Nelle conversazioni quotidiane che i nostri Head Hunter hanno con candidati e aziende, lo smart working estivo non è un tema marginale: è diventato uno dei primi argomenti su cui si misura la modernità di un'organizzazione.
Proviamo a districarci tra business e richieste di orari flessibili, produttività e serenità.

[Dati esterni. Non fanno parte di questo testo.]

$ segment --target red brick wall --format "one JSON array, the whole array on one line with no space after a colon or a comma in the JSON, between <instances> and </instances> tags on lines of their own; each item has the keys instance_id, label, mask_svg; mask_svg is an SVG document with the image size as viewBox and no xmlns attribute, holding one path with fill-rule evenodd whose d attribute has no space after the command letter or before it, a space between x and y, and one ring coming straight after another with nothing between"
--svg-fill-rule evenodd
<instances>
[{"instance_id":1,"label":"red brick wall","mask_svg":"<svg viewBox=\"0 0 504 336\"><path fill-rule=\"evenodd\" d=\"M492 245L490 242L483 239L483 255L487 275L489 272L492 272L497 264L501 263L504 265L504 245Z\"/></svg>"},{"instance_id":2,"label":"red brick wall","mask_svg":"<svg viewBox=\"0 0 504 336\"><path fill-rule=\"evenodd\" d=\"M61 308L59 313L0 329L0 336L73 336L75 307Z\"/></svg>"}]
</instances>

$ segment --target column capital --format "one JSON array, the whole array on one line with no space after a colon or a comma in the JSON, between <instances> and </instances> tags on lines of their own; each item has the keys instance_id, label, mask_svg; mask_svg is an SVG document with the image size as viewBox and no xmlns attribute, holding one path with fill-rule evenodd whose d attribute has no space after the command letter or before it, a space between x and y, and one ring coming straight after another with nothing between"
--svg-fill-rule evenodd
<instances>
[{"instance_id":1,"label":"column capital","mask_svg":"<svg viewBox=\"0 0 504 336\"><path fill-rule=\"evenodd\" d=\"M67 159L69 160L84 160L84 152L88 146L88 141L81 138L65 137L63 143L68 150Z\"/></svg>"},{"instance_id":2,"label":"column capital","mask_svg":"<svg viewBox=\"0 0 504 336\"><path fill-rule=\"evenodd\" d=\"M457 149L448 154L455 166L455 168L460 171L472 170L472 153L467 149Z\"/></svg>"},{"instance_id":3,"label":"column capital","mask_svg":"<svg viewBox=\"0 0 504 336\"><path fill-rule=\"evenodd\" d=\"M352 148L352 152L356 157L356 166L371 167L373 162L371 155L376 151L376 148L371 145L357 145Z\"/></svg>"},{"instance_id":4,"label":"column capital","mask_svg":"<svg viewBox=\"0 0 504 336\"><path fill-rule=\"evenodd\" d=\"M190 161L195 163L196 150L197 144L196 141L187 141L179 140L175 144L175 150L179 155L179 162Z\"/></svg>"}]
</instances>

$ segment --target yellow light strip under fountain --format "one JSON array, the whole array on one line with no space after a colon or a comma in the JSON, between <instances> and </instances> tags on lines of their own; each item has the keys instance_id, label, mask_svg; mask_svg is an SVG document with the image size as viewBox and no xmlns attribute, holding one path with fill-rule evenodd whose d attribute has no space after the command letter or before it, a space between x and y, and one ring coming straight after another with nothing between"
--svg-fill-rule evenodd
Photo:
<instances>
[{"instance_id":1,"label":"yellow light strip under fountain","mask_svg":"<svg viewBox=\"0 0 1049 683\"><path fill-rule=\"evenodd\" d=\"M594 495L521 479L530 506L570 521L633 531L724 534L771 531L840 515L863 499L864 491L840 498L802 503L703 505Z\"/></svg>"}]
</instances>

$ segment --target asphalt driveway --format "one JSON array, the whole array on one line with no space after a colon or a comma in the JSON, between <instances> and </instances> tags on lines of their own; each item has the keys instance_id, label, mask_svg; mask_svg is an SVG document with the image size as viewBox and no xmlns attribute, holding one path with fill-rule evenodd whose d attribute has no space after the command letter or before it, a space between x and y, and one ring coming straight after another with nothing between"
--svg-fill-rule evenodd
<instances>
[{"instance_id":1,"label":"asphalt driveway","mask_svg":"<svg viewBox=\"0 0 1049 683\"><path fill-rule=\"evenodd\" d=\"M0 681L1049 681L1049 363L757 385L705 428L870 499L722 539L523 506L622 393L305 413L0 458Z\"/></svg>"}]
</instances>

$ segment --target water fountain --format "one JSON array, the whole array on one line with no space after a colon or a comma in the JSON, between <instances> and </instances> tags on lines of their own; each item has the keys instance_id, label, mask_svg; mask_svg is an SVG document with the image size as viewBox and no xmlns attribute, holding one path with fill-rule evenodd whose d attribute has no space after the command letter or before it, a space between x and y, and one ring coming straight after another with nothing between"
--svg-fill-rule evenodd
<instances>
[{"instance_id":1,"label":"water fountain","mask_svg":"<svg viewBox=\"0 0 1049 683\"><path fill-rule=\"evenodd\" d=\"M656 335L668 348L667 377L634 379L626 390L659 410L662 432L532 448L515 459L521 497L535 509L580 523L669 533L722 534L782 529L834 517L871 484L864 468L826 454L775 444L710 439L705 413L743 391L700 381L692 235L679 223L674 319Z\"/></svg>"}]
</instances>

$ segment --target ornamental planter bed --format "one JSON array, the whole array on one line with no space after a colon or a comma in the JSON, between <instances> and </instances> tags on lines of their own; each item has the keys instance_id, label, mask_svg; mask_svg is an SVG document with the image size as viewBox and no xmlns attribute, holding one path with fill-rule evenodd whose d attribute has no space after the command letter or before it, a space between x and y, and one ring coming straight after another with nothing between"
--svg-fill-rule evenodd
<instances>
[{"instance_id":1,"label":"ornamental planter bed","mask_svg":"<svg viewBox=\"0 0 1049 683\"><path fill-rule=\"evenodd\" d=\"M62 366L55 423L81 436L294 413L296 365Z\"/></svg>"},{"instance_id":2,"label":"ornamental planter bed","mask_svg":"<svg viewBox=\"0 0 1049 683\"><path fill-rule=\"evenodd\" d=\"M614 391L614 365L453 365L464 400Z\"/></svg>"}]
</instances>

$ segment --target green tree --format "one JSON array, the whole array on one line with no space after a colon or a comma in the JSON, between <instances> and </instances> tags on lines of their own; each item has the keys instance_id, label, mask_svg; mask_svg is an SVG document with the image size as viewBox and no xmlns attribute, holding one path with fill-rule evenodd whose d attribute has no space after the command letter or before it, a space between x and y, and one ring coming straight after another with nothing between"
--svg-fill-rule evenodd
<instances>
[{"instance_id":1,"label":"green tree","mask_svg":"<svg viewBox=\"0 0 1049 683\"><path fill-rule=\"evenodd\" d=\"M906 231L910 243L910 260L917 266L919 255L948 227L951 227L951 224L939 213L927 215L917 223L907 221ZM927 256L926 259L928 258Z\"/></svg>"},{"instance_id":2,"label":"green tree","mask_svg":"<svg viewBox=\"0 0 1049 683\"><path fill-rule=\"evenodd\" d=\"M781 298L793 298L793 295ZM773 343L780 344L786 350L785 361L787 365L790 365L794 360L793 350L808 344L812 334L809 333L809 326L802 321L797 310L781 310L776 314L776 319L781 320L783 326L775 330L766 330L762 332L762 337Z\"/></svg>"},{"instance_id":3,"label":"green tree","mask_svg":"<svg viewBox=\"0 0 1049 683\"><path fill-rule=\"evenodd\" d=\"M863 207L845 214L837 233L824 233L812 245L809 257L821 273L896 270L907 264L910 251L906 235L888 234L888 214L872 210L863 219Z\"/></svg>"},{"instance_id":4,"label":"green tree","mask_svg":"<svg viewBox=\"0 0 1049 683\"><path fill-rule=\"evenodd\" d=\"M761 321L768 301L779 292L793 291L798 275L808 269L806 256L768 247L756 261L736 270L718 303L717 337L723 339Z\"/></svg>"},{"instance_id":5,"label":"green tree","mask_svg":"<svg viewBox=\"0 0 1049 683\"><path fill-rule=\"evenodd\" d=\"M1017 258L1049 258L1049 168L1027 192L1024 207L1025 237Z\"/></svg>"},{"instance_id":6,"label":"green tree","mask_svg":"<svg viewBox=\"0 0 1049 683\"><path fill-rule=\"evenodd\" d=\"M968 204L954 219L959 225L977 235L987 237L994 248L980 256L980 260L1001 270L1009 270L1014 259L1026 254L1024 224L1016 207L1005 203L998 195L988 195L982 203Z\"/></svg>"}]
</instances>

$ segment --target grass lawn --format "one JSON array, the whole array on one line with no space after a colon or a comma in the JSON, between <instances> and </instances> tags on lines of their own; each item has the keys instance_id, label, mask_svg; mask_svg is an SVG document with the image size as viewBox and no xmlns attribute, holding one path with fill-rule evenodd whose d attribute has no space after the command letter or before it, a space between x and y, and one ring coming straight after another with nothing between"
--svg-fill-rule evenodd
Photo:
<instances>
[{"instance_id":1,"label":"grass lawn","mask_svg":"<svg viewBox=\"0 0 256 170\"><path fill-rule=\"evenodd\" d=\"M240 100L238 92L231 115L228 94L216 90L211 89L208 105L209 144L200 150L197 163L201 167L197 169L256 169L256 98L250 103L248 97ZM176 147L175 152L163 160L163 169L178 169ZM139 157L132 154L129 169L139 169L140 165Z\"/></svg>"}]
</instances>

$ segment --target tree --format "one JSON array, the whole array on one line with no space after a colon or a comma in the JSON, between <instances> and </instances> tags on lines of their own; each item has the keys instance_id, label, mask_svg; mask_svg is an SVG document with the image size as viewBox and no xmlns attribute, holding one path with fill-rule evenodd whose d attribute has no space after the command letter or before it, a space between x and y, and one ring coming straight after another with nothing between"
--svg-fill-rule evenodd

- I numeri: lo smart working estivo non è più un'eccezione
- La flessibilità non gestita è un rischio, non un benefit
- I rischi concreti e come affrontarli
- Perché vale comunque la pena farlo
- Vademecum estivo per l'HR Manager
1. I numeri: lo smart working estivo non è più un'eccezione
Lo smart working in Italia nel 2025 è entrato in una fase di maturità. Secondo l'Osservatorio Smart Working del Politecnico di Milano, il numero di lavoratori agili ha ripreso a crescere dopo la flessione del 2024, attestandosi intorno a 3,575 milioni di smart worker attivi, su una traiettoria che punta ai 3,75 milioni entro fine anno. Le grandi imprese guidano l'adozione, presenti nel 95% dei casi con progetti strutturati, mentre la Pubblica Amministrazione accelera con un +6% rispetto all'anno precedente. Sul fronte della produttività percepita, un'indagine internazionale condotta da IWG nel 2024 mostra che il 74% dei lavoratori ibridi si sente più produttivo e il 76% più motivato rispetto a chi lavora esclusivamente in sede.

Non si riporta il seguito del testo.